Depois o patrono, patrão e papá decidiu morrer com um filho da puta de um
cancro que não deu tempo de avisar ninguém e lhe deixou o escritório e a
clientela. Ela ficou sozinha a mandar no escritório onde também trabalhava o
jovem marido. A competição quebrou a paixão e seguindo a moda do final dos anos
setenta, a Teresa separou-se, não sem antes parir um rapaz. O seu filho mais
velho, de um menino calado, cresceu para um biólogo-marinho calado, que lhe deu
três netas lindas que fazem a sua felicidade. Dois anos depois, casou-se
novamente com um amigo de adolescência que era gestor de fortunas. Estava-se
nos anos oitenta, o gestor já tinha uma filha e quis um filho. A Teresa deu-lhe
o filho e deu-lhe o divórcio quando percebeu que o gestor gastava mais do que o
que ganhava e queria gastar o património da família. Criou os dois rapazes
sozinha. O segundo filho, frágil e sensível, fez um curso de cozinha e vive em
Barcelona com um namorado catalão. Têm um restaurante de luxo onde a Teresa vai
com frequência. Já ultrapassada a barreira dos cinquenta, a ainda bela Tété
voltou a casar-se com um colega e amigo com quem viveu doze anos de
cumplicidade e doméstica felicidade, uma harmonia discreta que terminou na
manhã em que a Teresa acordou viúva e o marido acordou morto.
Depois foram mais meia-dúzia de anos em viagens aos Açores para estar
com o filho e com as netas e escapadas a Barcelona para ver o seu filho mais
novo e sair da rotina. De resto, tem sido trabalhar e tratar da mãe que já velhota,
resiste vivendo na sua própria casa e que é preciso ir acompanhando estando
presente. Foi assim até há coisa de dois meses.
Andava já há uns tempos a sentir-se esquisita. Há dois meses fez
exames e chumbou. Descobriram-lhe qualquer coisa. Qualquer coisa má. Entretanto
fizeram-lhe mais exames para confirmar. Confirmou-se o pior. Avisou os filhos e
disse à mãe que precisava de se tratar.
Na semana passada começou a ter dores. Internou-se numa clínica
privada caríssima. Os filhos vieram ter com ela. Estão a dar-lhe medicação.
O médico, um velho amigo, íntimo com quem em tempos teve um caso, foi
claro quando chegaram os resultados que reconfirmavam a prova dos exames.
-
Tété, tu és minha amiga, não te vou mentir. Não
te vou tratar porque não há tratamento. Ambos sabemos quem somos e o que
queremos. Vou aliviar-te as dores. Não quero que sofras.
Ambos ficaram calados depois da conversa que terminou ali.
Ambos sabiam quem eram.
O médico falou com as enfermeiras: aquela senhora que está no quarto
número 9 é minha amiga, não quero que sofra... assumo toda a responsabilidade,
mas quero que lhe sejam administradas as dosagens que forem precisas para que a
Dra.
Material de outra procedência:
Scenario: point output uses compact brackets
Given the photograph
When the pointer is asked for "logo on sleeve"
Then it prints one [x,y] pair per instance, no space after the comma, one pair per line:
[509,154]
Teresa não sofra.
E assim tem acontecido. Não tem tido dores. Tem dormido, sonhado,
dormido e sonhado mais. O cérebro entre o sono e a vigília, a ir buscar coisas
antigas de infância e de adolescência... coisas arrumadas há muito nos cantos poeirentos
da memória... Hoje de manhã, aquela memória da noite na Praia da Rocha. Como se
o cérebro fizesse as despedidas que a Teresa não pôde fazer.
Hoje o turno mudou às dezasseis. A enfermeira Mara, veio pela primeira
vez ao quarto nove. É uma mulher madura, uma excelente enfermeira, muito
competente. Tem o corpo grande é negra e linda e trata os doentes com um misto
de autoridade e carinho que lhes dá a segurança que precisam. Quando a
enfermeira Mara entrou, perguntou à doente como se sentia.
A Teresa, abriu muito os olhos e disse que não tinha medo.
-
Não tenho medo Senhora, não tenho medo,
lembrei-me de tudo... vou sem medo dar o meu mergulho...
A enfermeira, com experiência dos seus quase vinte anos de trabalho,
percebeu que a paciente estava a delirar. Segurou a mão da Teresa, fez-lhe um
carinho na face, disse que sim e saiu.
Neste momento, o médico está a escrever no atestado de óbito que o
local da morte é na morada da clínica onde é diretor. Sabemos que é mentira.
Sabemos não foi ali naquela cama que a Teté morreu. Sabemos que a Teresa,
depois de falar com a enfermeira Mara, levantou-se da cama, arrancou o soro do braço
picado e mergulhou na noite nas águas do Atlântico algarvio.